Gianyar, balipuspanews.com- Kapolsek Ubud, Kompol.I Made Raka Sugita,S.H menampik kalau tindakan kriminal penebasan leher anggotanya lantaran bermotif cemburu.
“Salah paham saja,” kata Kapolsek Ubud Kompol.I Made Raka Sugita,S.H ketika dimintai keterangannya kalau penebasan leher anggotanya lantaran bermotif cemburu, Senin (2/3).
Seperti diketahui berdasarkan informasi dikumpulkan di lapangan pada Minggu, (1/3) sekitar pukul 03.00 Wita, Korban Aiptu I Made Jaya (55) datang di warung Arema, Jalan Raya Sindu, Desa Sayan, Ubud dan langsung memesan minuman berupa teh hangat lalu duduk di kursi.
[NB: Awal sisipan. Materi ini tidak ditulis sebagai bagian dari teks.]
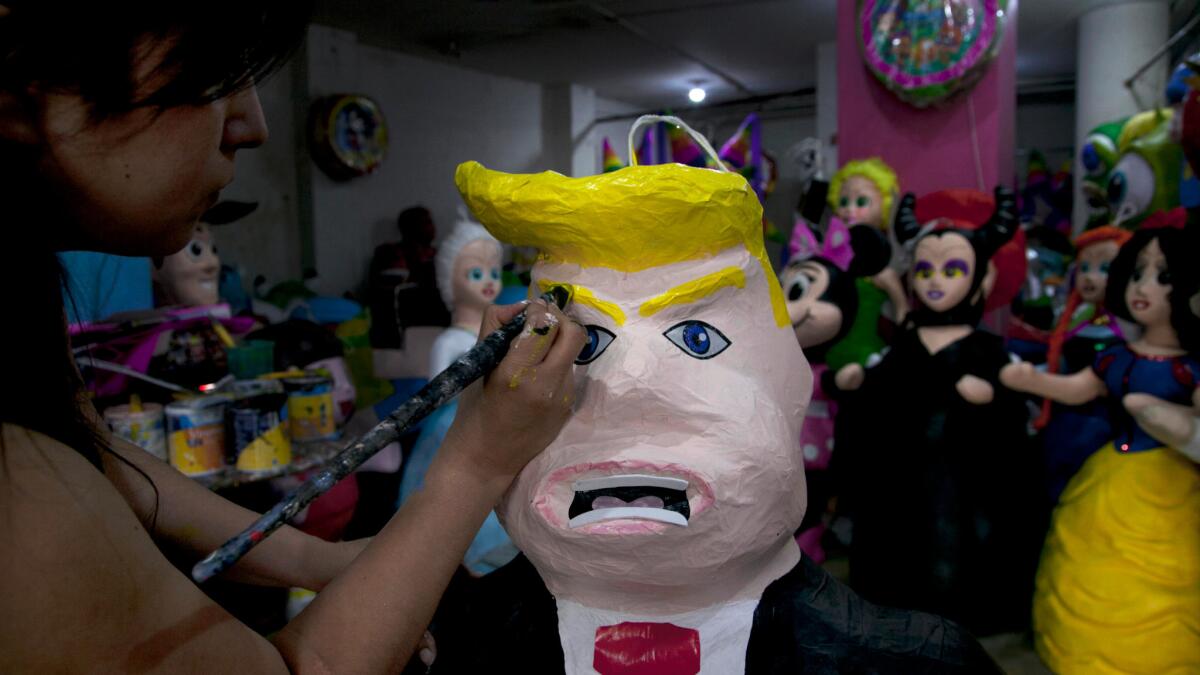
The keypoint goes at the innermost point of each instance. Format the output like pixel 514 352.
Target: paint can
pixel 143 428
pixel 311 408
pixel 257 437
pixel 196 440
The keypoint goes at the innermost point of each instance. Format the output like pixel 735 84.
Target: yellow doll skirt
pixel 1119 585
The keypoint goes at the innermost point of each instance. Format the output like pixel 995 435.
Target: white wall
pixel 1049 127
pixel 438 117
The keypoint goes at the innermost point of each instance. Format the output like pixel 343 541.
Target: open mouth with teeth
pixel 630 496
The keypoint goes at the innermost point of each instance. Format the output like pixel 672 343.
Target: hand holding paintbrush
pixel 533 332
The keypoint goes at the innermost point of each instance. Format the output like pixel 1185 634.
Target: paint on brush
pixel 481 358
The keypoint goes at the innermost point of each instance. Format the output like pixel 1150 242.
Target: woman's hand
pixel 975 390
pixel 1019 376
pixel 517 410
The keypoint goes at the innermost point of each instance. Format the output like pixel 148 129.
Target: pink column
pixel 929 148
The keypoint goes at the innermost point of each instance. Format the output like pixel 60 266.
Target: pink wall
pixel 929 148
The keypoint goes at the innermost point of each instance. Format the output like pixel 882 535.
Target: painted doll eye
pixel 955 269
pixel 799 287
pixel 697 339
pixel 599 339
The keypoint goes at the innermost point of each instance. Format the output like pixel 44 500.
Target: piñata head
pixel 681 465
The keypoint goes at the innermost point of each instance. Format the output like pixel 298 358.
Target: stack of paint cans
pixel 311 413
pixel 258 437
pixel 141 425
pixel 196 435
pixel 250 428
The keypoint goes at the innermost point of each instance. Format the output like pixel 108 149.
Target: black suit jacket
pixel 805 622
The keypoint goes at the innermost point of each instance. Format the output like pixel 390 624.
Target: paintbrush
pixel 481 359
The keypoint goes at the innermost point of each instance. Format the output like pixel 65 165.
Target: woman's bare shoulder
pixel 82 584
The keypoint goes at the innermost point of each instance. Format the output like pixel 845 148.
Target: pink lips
pixel 556 494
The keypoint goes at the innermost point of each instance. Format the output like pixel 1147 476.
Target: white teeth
pixel 629 481
pixel 621 513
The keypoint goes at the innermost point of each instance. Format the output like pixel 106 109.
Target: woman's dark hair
pixel 1179 249
pixel 90 49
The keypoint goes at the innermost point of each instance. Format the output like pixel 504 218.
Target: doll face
pixel 1092 276
pixel 1149 291
pixel 814 320
pixel 681 464
pixel 942 272
pixel 477 274
pixel 191 276
pixel 861 202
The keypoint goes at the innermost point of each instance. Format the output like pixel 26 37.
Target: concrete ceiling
pixel 648 53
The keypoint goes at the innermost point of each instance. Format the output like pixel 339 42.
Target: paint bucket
pixel 256 432
pixel 196 440
pixel 143 428
pixel 311 408
pixel 247 388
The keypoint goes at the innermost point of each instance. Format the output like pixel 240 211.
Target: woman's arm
pixel 85 587
pixel 371 617
pixel 1071 389
pixel 190 521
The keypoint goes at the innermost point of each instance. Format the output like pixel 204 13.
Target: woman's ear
pixel 989 280
pixel 18 120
Pada saat itu dimana pad saat yang sama Saksi 1 bernama Neneng, sudah lebih dulu berada di Tkp dan duduk dalam satu meja dengan Korban yang sebelumnya sudah dikenal oleh Korban.
BERITA TERKAIT :
Beberapa saat kemudian Pelaku I Wyan Ind (27) yang diketahui merupakan salah satu anggota ormas di Bali datang mengendarai mobil Toyota Agya warna putih DK 1142 AK datang menghampiri Neneg dan marah karena Neneng tidak mau diajak oleh pelaku naik ke mobilnya, kemudian Pelaku mengambil gelas milik Korban dan memecahkan gelas di kepalanya sendiri sembari berkata “Saya sudah biasa memecahkan gelas di kepala.”
Karena tidak terima perlakuan Pelaku, Korban merasa tersinggung dan akhirnya terjadi percekcokan antara Korban dengan pelaku namun tidak sampai terjadi perkelahian.
Tidak lama kemudian Pelaku meninggalkan korban yang masih dalam posisi duduk di tempat semula dan kembali ke mobilnya mengambil sajam (parang) dalam posisi terhunus dan kembali menghampiri Korban lalu mengayunkannya ke gelas yang ada di atas meja hingga jatuh berserakan di lantai, setelah itu pelaku mengayunkan parang ke arah Korban dan mengenai leher sebelah kanan Korban sampai terluka dan Korban langsung ke kamar belakang yang ada di Warung Arema.
Sedangkan pelaku langsung meninggalkan TKP. Beberapa saat kemudian Korban diantar oleh Pecalang Desa Sayan ke RS. Ari Canti Mas Ubud.